Last week, a mini social media storm blew up when the Vatican announced a new Twitter account for the Pope. The Pope! On Twitter!
Christian observers were mostly rather grumpy. The Pope was ignoring all the advice of the how-to-use-social-media-in-church books and not following anyone back, and broadcasting worthy comments instead of getting into chatty conversations with strangers. It all sounded dangerously like a vicarbot. Elisabeth Drescher even dismissed the whole project as a kind of marketing: “ministry without meaningful engagement is merely a form of advertising.”
Well, the Pope has now been on Twitter for a week. So how’s it going?
Actually, it seems to be going pretty well. The Pope’s English-language account (@pontifex) now has 1.2 million followers, almost all signed up in the first few days. His first message was retweeted more than 62,000 times. No big surprise there – Twitter sent one of their own members of staff to help the Pope work out what to say.
The Pope has sent nine tweets, and three of those were questions – so he hasn’t just been broadcasting messages. He’s also advertised #askpontifex, promising to respond to a few questions sent to that hashtag. Paul Tighe (Secretary for the Pontifical Council for Social Communications) has been saying all the things that social media gurus say about engagement and listening and going-where-the-people-are, too.
Here’s a funny thing, though: those three questions have been the *least* popular messages the Pope has sent. They get favourited and retweeted far less frequently. And the #askpontifex campaign has been a disaster – check it now, and all you see are insulting messages attacking the Pope’s record on social issues. Going “interactive” looks like a bad idea.
But interactivity and engagement are not the only things you can do on Twitter, despite everything the social media gurus like to say. Twitter is a tool for sending short messages to anyone who signs up to receive them, and it’s also a tool for collecting messages from all the people you want to listen to. That’s it. There’s no rule book that says you absolutely must use Twitter in one specific way.
If we look around on Twitter, some really amazing accounts aren’t conversational at all. My favourite is @realtimeWWII, an account which is live-tweeting the entire Second World War day-by-day for six years. That account is based on brilliant research and it’s constantly being updated, but it isn’t about conversation, and it’s not really an account I’d retweet either. @realtimeWWII is a kind of history that couldn’t work in any other medium, because it’s all about time – you hear that a new bombing raid has been launched, and you have to wait for hours to find out, in real time, what happens next. You couldn’t print that in a book, because you would lose the rhythm and anticipation that makes it special. “Twitter drama” accounts like @Natwivity work in a similar way, sending out updates every few hours to narrate the Christmas story in real time.

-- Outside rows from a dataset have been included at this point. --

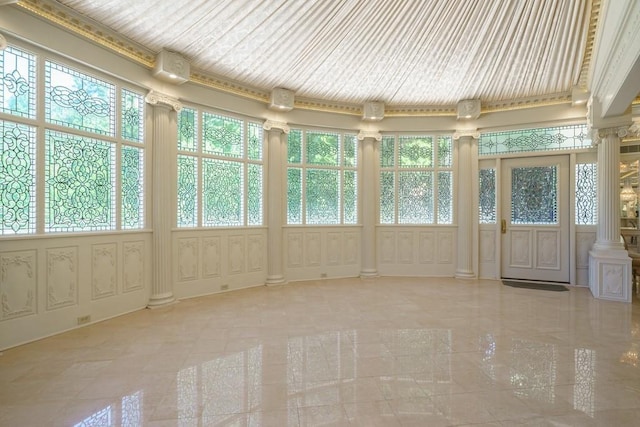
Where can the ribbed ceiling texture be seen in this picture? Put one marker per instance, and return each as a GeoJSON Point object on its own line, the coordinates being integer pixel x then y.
{"type": "Point", "coordinates": [400, 52]}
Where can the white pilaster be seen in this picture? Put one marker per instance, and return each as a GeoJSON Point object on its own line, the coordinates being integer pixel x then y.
{"type": "Point", "coordinates": [464, 263]}
{"type": "Point", "coordinates": [368, 266]}
{"type": "Point", "coordinates": [275, 199]}
{"type": "Point", "coordinates": [164, 140]}
{"type": "Point", "coordinates": [609, 264]}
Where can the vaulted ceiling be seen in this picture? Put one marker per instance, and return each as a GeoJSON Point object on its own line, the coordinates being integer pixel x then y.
{"type": "Point", "coordinates": [400, 52]}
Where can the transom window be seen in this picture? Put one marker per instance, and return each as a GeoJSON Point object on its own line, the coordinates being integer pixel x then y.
{"type": "Point", "coordinates": [93, 175]}
{"type": "Point", "coordinates": [416, 180]}
{"type": "Point", "coordinates": [322, 178]}
{"type": "Point", "coordinates": [220, 170]}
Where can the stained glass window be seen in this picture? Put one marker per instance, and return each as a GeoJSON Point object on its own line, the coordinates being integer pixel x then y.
{"type": "Point", "coordinates": [17, 178]}
{"type": "Point", "coordinates": [323, 185]}
{"type": "Point", "coordinates": [187, 129]}
{"type": "Point", "coordinates": [132, 116]}
{"type": "Point", "coordinates": [79, 101]}
{"type": "Point", "coordinates": [187, 191]}
{"type": "Point", "coordinates": [586, 193]}
{"type": "Point", "coordinates": [229, 184]}
{"type": "Point", "coordinates": [416, 180]}
{"type": "Point", "coordinates": [80, 185]}
{"type": "Point", "coordinates": [487, 193]}
{"type": "Point", "coordinates": [18, 74]}
{"type": "Point", "coordinates": [534, 195]}
{"type": "Point", "coordinates": [132, 193]}
{"type": "Point", "coordinates": [530, 140]}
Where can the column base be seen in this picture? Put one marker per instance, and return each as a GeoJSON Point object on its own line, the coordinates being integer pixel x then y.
{"type": "Point", "coordinates": [275, 281]}
{"type": "Point", "coordinates": [610, 275]}
{"type": "Point", "coordinates": [161, 300]}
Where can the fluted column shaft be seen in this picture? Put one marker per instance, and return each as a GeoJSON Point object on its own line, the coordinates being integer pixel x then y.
{"type": "Point", "coordinates": [164, 140]}
{"type": "Point", "coordinates": [368, 265]}
{"type": "Point", "coordinates": [464, 265]}
{"type": "Point", "coordinates": [608, 231]}
{"type": "Point", "coordinates": [275, 199]}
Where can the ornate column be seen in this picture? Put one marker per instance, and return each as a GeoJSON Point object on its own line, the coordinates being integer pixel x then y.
{"type": "Point", "coordinates": [164, 140]}
{"type": "Point", "coordinates": [609, 264]}
{"type": "Point", "coordinates": [368, 265]}
{"type": "Point", "coordinates": [275, 199]}
{"type": "Point", "coordinates": [465, 213]}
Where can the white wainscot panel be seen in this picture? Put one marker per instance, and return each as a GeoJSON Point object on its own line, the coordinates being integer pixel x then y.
{"type": "Point", "coordinates": [133, 265]}
{"type": "Point", "coordinates": [62, 277]}
{"type": "Point", "coordinates": [427, 246]}
{"type": "Point", "coordinates": [334, 248]}
{"type": "Point", "coordinates": [256, 245]}
{"type": "Point", "coordinates": [351, 248]}
{"type": "Point", "coordinates": [294, 249]}
{"type": "Point", "coordinates": [388, 247]}
{"type": "Point", "coordinates": [313, 249]}
{"type": "Point", "coordinates": [104, 270]}
{"type": "Point", "coordinates": [445, 247]}
{"type": "Point", "coordinates": [18, 284]}
{"type": "Point", "coordinates": [487, 246]}
{"type": "Point", "coordinates": [211, 262]}
{"type": "Point", "coordinates": [520, 249]}
{"type": "Point", "coordinates": [236, 254]}
{"type": "Point", "coordinates": [187, 259]}
{"type": "Point", "coordinates": [405, 247]}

Twitter storytelling reminds us that social media can be used in many ways. We all need to work out what our personal goals are, and then decide how the tools of social media can be used to achieve those goals. If you want people to think you’re friendly and approachable, start having conversations – but other users of Twitter may have different ambitions.

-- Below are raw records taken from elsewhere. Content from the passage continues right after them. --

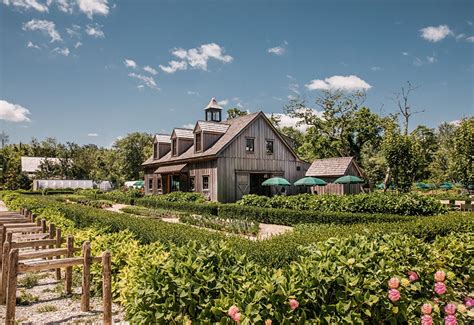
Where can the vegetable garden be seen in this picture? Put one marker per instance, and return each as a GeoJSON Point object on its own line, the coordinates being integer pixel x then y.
{"type": "Point", "coordinates": [378, 259]}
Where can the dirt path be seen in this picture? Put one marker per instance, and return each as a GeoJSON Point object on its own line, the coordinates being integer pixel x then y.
{"type": "Point", "coordinates": [116, 207]}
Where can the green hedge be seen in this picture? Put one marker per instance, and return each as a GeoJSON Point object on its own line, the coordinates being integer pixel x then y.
{"type": "Point", "coordinates": [393, 203]}
{"type": "Point", "coordinates": [198, 208]}
{"type": "Point", "coordinates": [294, 217]}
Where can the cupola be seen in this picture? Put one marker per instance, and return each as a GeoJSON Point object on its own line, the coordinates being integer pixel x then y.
{"type": "Point", "coordinates": [213, 111]}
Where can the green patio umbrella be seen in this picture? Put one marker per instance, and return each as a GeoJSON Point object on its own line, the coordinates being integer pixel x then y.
{"type": "Point", "coordinates": [349, 179]}
{"type": "Point", "coordinates": [276, 181]}
{"type": "Point", "coordinates": [310, 181]}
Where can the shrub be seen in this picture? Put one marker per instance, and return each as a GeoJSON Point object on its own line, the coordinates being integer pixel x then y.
{"type": "Point", "coordinates": [294, 217]}
{"type": "Point", "coordinates": [393, 203]}
{"type": "Point", "coordinates": [191, 207]}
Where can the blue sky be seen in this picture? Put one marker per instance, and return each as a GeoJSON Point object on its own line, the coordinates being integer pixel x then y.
{"type": "Point", "coordinates": [90, 71]}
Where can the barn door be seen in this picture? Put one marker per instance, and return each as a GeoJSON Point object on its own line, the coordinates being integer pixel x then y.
{"type": "Point", "coordinates": [242, 185]}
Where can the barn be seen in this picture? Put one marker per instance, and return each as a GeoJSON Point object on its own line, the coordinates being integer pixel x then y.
{"type": "Point", "coordinates": [330, 169]}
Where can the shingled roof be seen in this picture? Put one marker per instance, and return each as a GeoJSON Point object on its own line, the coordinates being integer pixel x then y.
{"type": "Point", "coordinates": [234, 127]}
{"type": "Point", "coordinates": [329, 167]}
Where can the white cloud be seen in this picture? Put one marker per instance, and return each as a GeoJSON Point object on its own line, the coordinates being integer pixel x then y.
{"type": "Point", "coordinates": [223, 102]}
{"type": "Point", "coordinates": [148, 81]}
{"type": "Point", "coordinates": [196, 58]}
{"type": "Point", "coordinates": [150, 70]}
{"type": "Point", "coordinates": [74, 31]}
{"type": "Point", "coordinates": [64, 5]}
{"type": "Point", "coordinates": [189, 126]}
{"type": "Point", "coordinates": [435, 34]}
{"type": "Point", "coordinates": [32, 45]}
{"type": "Point", "coordinates": [27, 4]}
{"type": "Point", "coordinates": [95, 31]}
{"type": "Point", "coordinates": [63, 51]}
{"type": "Point", "coordinates": [278, 50]}
{"type": "Point", "coordinates": [174, 66]}
{"type": "Point", "coordinates": [130, 63]}
{"type": "Point", "coordinates": [349, 83]}
{"type": "Point", "coordinates": [93, 7]}
{"type": "Point", "coordinates": [44, 26]}
{"type": "Point", "coordinates": [288, 121]}
{"type": "Point", "coordinates": [13, 112]}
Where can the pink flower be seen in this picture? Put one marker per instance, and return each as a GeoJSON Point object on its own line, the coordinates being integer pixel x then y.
{"type": "Point", "coordinates": [237, 317]}
{"type": "Point", "coordinates": [440, 276]}
{"type": "Point", "coordinates": [426, 309]}
{"type": "Point", "coordinates": [450, 320]}
{"type": "Point", "coordinates": [233, 311]}
{"type": "Point", "coordinates": [393, 295]}
{"type": "Point", "coordinates": [393, 283]}
{"type": "Point", "coordinates": [469, 302]}
{"type": "Point", "coordinates": [412, 276]}
{"type": "Point", "coordinates": [450, 309]}
{"type": "Point", "coordinates": [426, 320]}
{"type": "Point", "coordinates": [440, 288]}
{"type": "Point", "coordinates": [294, 304]}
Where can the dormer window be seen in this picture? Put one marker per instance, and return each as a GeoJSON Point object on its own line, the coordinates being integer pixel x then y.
{"type": "Point", "coordinates": [198, 142]}
{"type": "Point", "coordinates": [155, 150]}
{"type": "Point", "coordinates": [174, 147]}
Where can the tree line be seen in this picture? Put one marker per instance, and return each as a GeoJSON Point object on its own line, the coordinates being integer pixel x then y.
{"type": "Point", "coordinates": [337, 123]}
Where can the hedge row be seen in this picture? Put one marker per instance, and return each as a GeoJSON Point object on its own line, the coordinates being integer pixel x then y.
{"type": "Point", "coordinates": [378, 202]}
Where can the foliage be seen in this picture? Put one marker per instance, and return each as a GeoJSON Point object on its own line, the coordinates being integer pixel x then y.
{"type": "Point", "coordinates": [386, 203]}
{"type": "Point", "coordinates": [231, 225]}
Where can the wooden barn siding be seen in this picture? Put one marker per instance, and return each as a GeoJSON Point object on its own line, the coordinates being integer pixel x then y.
{"type": "Point", "coordinates": [339, 189]}
{"type": "Point", "coordinates": [235, 158]}
{"type": "Point", "coordinates": [209, 168]}
{"type": "Point", "coordinates": [209, 139]}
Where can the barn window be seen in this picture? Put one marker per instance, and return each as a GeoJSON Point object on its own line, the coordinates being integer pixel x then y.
{"type": "Point", "coordinates": [174, 147]}
{"type": "Point", "coordinates": [269, 147]}
{"type": "Point", "coordinates": [155, 150]}
{"type": "Point", "coordinates": [150, 184]}
{"type": "Point", "coordinates": [205, 183]}
{"type": "Point", "coordinates": [250, 145]}
{"type": "Point", "coordinates": [198, 141]}
{"type": "Point", "coordinates": [158, 185]}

Can the Pope benefit from using Twitter as a broadcast medium? Absolutely. As lots of religious leaders have discovered, there are plenty of people on Twitter who enjoy receiving messages that are uplifting or challenging or funny or thought-provoking. Positive, inspirational messages have been a huge success on social media, including Twitter and Facebook. If you follow Joyce Meyer or Max Lucado, you know you’ll find something uplifting in your Twitter feed every few hours – and it will probably be something uncontroversial that you can pass on to your own followers, too.
Even better, when a message like this is sent out by the Pope or the Dalai Lama you connect directly to that person, cutting out all the bishops/priests/journalists who normally come between a faith celebrity and their audience. Who wouldn’t want that?
Does that mean your church should start broadcasting on Twitter instead of chatting to people? Well, maybe not. If you think there’s a big audience out there longing to hear your latest aphorism, it might be worth a try – but the more you talk about Christian stuff, in conversation or in broadcast mode, the more you guarantee that only Christians will be listening. You need to work out what kind of connection you want and who you want to connect to, and figure out for yourself how social media can help you achieve that goal.
What do you think? Is the Vatican wasting its time?